= Kosti Manibe Ngai =

South Sudanese politician (1940s–2026)

Kosti Manibe Ngai ( – 11 August 2026) was a South Sudanese politician, associated for much of his career with the Sudan People's Liberation Army/Movement (SPLA/M).

He worked as the SPLA/M education commissioner in the early 2000s and, following peace agreements, worked as a government minister in both the Government of National Unity and in the South Sudanese regional government.

Upon the country's independence, he was appointed the caretaker Minister for Cabinet Affairs in the Cabinet of South Sudan and, subsequently, the country's Minister of Finance and Economic Planning.

He was dismissed from this post in 2013 by president Salva Kiir over allegations of corruption; Kiir subsequently dismissed much of his cabinet and, at the beginning of the South Sudanese Civil War, the government accused Manibe and other senior SPLM politicians of planning a coup and had him arrested.

Manibe was released the following month into Kenya. He remained politically active, associated with Pagan Amum and the United People's Alliance in his later years. Manibe died in August 2026 in Nairobi, Kenya.

== Education ==
Manibe attended the Rumbek Senior Secondary School in Sudan for two years; however, part way through his attendance, the school closed. He moved to Uganda, assisted by Anyanya soldiers. He graduated from the Makerere University in Kampala, Uganda, where he studied arts; Manibe also studied at the Khartoum School of Mass Communication.

== Career ==
Manibe initially worked in church administration, joining the Sudan Council of Churches in 1978. By 1988, he had become a Deputy General Secretary at the organization's offices in Juba. By 1991, he had gone on leave. He also edited the newspaper Nile Mirror.

Manibe later joined the Sudan People's Liberation Army/Movement (SPLA/M), where he worked as their education commissioner in the early 2000s. After the signing of the Comprehensive Peace Agreement by the SPLM and the government of Sudan in 2005, establishing South Sudan as an autonomous region, Manibe became the minister of humanitarian affairs at the Government of National Unity in Khartoum. He served in the role until 2007, when he became the minister of investment. From June 2010 to July 2011, he worked in the South Sudanese government as the minister of cabinet affairs.

South Sudan became independent on 9 June 2011, following a referendum earlier than year. The next day, Manibe was appointed as the caretaker Minister for Cabinet Affairs in the newly-formed Cabinet of South Sudan. In August of that year, he was appointed the Minister of Finance and Economic Planning, succeeding David Deng Athorbei. His appointment was criticized by those who felt he did not have enough experience for the posting. In his role, he helped South Sudan establish both financial institutions and relationships with financial institutions.

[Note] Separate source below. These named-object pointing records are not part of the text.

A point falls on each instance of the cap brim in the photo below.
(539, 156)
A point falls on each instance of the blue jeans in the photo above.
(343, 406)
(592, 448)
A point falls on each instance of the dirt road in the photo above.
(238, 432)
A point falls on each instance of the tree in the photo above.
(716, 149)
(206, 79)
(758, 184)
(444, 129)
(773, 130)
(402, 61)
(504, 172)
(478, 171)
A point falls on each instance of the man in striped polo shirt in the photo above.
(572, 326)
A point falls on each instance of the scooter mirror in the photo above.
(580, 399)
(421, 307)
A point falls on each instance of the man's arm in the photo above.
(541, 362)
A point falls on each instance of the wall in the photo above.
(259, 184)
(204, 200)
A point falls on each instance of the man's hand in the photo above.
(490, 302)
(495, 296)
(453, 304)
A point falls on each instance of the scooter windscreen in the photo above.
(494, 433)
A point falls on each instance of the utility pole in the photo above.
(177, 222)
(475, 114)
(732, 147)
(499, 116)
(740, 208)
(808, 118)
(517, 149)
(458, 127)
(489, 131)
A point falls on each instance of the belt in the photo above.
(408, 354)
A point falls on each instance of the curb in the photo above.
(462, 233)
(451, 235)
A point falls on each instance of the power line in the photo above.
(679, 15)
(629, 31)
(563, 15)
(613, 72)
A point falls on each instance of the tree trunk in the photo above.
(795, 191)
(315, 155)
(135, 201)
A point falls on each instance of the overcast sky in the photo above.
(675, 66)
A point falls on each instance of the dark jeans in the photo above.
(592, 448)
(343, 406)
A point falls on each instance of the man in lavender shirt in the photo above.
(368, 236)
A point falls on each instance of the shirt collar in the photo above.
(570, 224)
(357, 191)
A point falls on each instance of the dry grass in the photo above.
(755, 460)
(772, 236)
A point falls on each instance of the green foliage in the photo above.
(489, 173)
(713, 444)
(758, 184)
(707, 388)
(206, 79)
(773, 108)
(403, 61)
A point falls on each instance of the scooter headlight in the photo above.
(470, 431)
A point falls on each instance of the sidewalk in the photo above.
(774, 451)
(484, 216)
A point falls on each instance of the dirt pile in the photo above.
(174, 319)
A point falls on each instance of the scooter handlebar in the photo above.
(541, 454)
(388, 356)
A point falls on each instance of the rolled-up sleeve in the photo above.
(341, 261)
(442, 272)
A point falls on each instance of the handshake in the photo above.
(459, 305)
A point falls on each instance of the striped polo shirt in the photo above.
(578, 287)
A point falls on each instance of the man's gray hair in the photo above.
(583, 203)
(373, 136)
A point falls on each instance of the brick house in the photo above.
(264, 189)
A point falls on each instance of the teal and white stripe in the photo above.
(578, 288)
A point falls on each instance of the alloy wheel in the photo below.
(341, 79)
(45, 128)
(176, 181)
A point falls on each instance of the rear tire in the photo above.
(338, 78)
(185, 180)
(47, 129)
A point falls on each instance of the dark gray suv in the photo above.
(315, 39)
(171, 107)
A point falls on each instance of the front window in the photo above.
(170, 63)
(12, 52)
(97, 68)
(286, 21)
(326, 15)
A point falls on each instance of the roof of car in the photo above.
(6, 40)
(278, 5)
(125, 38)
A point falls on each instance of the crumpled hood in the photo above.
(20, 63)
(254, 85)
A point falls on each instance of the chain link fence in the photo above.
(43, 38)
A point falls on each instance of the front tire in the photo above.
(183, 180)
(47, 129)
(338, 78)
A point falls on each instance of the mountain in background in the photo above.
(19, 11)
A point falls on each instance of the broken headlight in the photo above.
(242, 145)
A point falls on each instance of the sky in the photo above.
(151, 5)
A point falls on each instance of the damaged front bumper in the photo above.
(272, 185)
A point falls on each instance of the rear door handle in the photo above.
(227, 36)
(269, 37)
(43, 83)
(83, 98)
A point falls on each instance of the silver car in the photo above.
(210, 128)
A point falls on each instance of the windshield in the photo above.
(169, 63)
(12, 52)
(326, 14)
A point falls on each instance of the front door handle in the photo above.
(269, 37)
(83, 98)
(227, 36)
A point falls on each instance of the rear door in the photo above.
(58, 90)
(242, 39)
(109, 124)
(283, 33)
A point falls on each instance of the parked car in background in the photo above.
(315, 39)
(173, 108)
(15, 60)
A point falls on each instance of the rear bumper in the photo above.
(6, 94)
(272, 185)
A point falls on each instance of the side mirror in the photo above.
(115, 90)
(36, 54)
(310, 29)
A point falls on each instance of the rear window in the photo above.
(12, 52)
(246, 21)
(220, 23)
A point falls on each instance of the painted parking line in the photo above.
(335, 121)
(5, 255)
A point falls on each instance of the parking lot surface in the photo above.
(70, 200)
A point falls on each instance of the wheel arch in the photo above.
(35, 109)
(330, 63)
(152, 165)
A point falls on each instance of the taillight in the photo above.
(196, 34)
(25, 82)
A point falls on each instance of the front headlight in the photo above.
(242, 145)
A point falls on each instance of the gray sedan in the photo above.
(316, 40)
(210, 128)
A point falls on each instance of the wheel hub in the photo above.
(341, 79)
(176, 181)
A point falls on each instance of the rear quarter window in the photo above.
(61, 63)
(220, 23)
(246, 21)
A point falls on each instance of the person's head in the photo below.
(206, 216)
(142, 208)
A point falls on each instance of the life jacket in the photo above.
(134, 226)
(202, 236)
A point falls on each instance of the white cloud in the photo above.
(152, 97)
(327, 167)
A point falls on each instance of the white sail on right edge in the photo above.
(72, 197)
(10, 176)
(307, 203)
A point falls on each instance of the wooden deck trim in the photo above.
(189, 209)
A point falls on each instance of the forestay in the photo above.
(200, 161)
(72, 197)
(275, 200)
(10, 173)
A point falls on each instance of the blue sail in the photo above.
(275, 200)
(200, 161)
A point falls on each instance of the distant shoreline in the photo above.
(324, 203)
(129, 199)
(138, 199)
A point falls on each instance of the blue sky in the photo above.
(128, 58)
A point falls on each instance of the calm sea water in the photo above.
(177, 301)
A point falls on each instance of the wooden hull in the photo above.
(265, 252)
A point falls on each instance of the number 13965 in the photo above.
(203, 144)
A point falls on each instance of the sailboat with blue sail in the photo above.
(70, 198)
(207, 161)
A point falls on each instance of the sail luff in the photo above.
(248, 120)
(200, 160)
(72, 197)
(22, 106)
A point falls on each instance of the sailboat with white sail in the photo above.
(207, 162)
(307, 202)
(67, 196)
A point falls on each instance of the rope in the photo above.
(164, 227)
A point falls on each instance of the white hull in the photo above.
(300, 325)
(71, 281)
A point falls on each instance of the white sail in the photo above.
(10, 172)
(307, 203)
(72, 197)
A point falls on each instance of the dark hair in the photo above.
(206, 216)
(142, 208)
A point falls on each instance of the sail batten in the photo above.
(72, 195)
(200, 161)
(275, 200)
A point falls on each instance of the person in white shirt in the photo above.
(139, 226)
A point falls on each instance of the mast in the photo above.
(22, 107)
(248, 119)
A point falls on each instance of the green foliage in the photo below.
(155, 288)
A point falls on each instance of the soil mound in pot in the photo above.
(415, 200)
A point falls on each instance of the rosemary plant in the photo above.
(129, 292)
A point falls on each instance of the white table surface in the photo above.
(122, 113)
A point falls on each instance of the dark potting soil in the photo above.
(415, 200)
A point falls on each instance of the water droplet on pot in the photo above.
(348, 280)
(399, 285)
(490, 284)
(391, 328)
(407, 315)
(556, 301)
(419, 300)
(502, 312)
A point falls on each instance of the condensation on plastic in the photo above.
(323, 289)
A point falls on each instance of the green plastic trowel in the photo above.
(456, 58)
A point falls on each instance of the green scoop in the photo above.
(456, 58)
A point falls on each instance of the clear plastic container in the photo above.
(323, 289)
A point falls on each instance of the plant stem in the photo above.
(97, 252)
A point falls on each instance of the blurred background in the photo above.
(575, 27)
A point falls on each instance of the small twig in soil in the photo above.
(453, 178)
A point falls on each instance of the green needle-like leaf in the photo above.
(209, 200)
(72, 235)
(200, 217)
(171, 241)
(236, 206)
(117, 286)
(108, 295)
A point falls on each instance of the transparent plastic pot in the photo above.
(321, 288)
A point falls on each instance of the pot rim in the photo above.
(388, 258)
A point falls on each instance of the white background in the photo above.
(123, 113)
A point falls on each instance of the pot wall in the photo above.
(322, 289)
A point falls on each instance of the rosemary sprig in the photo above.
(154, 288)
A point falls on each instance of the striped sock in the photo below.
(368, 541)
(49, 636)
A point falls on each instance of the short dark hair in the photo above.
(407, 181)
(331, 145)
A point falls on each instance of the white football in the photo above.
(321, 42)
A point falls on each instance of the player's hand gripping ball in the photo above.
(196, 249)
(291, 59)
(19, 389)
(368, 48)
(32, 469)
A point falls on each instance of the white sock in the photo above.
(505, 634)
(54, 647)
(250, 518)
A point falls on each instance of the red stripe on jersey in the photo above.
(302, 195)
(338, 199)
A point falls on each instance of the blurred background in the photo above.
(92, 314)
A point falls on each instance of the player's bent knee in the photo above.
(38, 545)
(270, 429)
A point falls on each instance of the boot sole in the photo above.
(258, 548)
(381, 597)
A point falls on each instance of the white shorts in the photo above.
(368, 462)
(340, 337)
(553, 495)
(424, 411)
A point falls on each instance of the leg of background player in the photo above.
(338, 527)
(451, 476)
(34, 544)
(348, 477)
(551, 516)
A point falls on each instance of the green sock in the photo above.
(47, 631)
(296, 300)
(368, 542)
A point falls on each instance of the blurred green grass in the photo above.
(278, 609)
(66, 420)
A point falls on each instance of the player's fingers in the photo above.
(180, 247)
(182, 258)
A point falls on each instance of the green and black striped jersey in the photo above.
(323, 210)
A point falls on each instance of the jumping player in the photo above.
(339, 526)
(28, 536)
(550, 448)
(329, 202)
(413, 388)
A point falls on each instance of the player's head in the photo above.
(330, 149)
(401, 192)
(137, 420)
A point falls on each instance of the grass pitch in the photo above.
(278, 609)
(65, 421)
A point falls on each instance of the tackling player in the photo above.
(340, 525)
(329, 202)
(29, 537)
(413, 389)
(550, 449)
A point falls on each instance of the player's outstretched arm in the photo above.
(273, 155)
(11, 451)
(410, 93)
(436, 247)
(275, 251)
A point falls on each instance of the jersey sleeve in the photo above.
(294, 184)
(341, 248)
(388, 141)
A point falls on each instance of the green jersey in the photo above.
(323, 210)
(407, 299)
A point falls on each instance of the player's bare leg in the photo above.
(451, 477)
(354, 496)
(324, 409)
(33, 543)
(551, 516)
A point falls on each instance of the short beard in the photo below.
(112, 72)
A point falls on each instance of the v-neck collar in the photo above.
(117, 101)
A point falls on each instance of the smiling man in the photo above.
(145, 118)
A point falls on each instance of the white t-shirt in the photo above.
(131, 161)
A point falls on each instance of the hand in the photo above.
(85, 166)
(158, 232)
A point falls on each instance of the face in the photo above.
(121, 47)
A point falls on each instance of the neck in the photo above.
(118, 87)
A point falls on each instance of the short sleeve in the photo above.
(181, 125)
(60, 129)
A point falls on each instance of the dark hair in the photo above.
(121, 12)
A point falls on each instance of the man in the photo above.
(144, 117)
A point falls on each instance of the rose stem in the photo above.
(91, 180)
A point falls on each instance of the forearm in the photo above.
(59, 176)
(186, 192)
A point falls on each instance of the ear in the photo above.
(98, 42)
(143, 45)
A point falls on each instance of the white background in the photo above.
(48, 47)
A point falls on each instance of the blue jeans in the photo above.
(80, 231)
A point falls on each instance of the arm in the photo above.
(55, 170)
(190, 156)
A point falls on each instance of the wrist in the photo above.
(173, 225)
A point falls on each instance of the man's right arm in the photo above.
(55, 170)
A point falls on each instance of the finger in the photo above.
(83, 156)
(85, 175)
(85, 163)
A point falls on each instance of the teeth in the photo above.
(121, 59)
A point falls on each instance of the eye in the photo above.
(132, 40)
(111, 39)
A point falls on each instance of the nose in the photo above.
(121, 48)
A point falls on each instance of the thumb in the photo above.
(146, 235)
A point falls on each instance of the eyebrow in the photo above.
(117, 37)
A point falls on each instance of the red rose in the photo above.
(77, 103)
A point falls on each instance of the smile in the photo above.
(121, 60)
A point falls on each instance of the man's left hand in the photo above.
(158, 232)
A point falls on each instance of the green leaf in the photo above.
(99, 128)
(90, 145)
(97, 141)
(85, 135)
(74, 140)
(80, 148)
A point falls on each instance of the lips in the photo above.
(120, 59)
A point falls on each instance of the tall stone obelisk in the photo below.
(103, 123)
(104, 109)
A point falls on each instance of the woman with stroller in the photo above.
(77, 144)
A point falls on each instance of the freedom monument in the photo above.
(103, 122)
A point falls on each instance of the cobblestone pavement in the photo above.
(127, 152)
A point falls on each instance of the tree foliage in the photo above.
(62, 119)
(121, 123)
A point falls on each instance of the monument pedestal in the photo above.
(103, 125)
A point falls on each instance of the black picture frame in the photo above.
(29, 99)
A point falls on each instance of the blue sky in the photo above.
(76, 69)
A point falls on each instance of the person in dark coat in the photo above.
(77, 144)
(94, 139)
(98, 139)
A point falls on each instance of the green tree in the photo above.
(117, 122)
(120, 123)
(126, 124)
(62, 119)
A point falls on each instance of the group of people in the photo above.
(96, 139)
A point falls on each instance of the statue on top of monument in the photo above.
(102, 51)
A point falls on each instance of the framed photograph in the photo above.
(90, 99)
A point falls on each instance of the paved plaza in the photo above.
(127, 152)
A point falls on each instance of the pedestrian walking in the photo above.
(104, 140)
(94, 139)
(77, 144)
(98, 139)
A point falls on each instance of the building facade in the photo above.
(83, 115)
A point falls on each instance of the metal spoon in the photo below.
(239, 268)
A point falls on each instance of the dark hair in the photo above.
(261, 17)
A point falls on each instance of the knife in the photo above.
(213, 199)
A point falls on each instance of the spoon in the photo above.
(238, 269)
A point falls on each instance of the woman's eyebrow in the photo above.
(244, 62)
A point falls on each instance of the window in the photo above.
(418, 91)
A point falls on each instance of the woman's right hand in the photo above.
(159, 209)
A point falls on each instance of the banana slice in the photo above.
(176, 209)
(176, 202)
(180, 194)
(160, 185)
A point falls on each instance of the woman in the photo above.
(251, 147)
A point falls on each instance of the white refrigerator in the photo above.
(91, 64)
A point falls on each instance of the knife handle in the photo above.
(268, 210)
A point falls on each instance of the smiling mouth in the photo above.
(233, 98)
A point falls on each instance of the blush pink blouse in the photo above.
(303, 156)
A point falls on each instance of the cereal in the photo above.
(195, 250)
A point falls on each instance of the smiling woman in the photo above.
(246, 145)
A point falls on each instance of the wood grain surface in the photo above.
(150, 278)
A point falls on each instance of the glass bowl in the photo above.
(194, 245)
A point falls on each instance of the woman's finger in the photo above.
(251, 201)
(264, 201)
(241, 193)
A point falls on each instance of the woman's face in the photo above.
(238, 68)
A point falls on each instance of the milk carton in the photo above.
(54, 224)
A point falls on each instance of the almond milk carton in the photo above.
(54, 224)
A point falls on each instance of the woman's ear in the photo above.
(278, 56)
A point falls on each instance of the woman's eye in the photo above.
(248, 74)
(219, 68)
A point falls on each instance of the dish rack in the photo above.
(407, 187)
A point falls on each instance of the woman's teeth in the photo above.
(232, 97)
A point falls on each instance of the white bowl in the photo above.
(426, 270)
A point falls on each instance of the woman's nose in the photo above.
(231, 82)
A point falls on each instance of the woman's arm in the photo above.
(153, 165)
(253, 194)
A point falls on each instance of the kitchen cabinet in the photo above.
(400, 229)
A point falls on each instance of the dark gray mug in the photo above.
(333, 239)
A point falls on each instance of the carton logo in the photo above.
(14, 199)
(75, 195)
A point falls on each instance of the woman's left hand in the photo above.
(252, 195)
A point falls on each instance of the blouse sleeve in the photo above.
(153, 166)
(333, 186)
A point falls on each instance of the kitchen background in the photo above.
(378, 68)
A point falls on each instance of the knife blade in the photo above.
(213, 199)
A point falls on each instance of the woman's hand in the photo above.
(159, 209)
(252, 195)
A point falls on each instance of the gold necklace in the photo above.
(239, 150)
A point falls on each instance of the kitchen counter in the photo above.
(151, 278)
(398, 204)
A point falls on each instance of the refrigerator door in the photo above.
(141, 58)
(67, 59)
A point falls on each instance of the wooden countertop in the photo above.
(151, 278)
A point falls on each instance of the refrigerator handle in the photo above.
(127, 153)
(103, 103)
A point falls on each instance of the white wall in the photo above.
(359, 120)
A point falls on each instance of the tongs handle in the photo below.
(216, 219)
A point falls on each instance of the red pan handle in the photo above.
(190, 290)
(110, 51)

In June 2013, Manibe and fellow minister Deng Alor Kuol were suspended from their positions by president Salva Kiir, via presidential decree, over allegations of corruption. Two two men were accused of an "unprocedural transfer" of nearly $8m to the Daffy Investment Group, ostensibly to buy fire resistant safes for government buildings. Kiir removed both men's immunities and announced an investigation, to be led by John Gatwech Lul; Manibe responded by calling the allegations "a politically instigated motive to drag my name into it".

The suspensions came as part of a series of dismissals by Kiir; their suspensions were criticized by vice president Riek Machar and SPLM secretary general Pagan Amum. After critiquing more of Kiir's dismissals, and after Machar announced he would run against Kiir in a future election, Kiir suspended both of them alongside the rest of his cabinet.

The following December, at the onset of the South Sudanese Civil War, Manibe and nine other senior SPLM politicians, including John Luk Jok and Gier Choung Aloung, were arrested; the South Sudan government accused them, alongside Machar, of planning a coup. He was released from custody into Kenya in January. The group would later become known in the country as G10, or SPLM Former Detainees.

In later years, Manibe allied himself with Pagan Amum and the United People's Alliance. In 2017, Manibe and several other opposition politicians were invited to a national dialogue committee. Manibe learnt of his appointment after it was publically announced and declined it.

== Personal life and death ==
Kosti Manibe Ngai was born in Western Equatoria. He was married to Reverend Nediye Gone.

In 2021, Manibe was diagnosed with cardiac amyloidosis. In the final weeks of his life, he was hospitalized at the M.P. Shah Hospital in Nairobi, Kenya, while undergoing treatment for heart disease. He died there on 11 August 2026, at the age of 78.